A lot of IT departments are now focusing on how to organize themselves more efficiently, but I don’t know that they have progressed towards taking this proactive approach just yet; a lot of them are still in reactionary mode, working with an inspection audit model that tends to be retrospective and thus doesn’t deliver ongoing benefits.

What we’re doing is trying to come up with a different way of coming to the same conclusion that you would do through inspection-style auditing. So in year two, we’re much more efficient in terms of scope and what we choose to test – we’ve already identified and lowered the amount of manual controls we’re testing, proportionally raised the number of automated controls we’re testing, and are currently building in analytics for evaluating risk in the environment that were pretty much discarded in year one.

BM. What difficulties do IT executives face in terms of communicating the complexities of IT compliance to those on the business side?
BA.
I think there is a gap, primarily because a lot of compliance efforts are parallel efforts. You’ll see a SOX testing effort on the financial side and a separate SOX effort on the IT side, but there isn’t actually as much integration as you would expect. This is one of the problems we need to solve – trying to integrate the automated controls into the financial business processes so they can alleviate the manual testing they have built into the financial attestation effort.

There’s also another issue – most auditors come from a financial background, and have learned to audit through 70-plus years of tradition. They examine transactions, they recalculate balances, they inspect vouchers and so forth, and so we’re fighting that tradition by saying: “we can get there another way”. Analyzing a few cleverly placed leading and lagging indicators allows us to see that control environment operating effectively on an ongoing basis, which enables us to understand where the ‘outliers’ are – applications and technologies that are accepting more risk than we would expect – so we can deploy resources to where the emerging risk is rather than cycling round and performing traditional inspection-style techniques over and over, every year.

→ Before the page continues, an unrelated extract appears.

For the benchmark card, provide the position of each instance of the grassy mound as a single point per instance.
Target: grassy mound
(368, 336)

BM. So how does HP cut cost from the compliance effort?
BA.
What we’re doing right now is identifying those control activities that are relevant to the external auditors, and for each of those control activities in the IT space, we’ve identified KPIs that we can monitor to give the external auditors visibility into that environment as it fluctuates on an ongoing basis. They can simply point to a dashboard and say: “that’s our control environment, that’s how we know we’re operating effectively.” We’re trying to transform their thought processes so they don’t feel like they need to send out a busload of auditors to inspect, simply to come to same picture.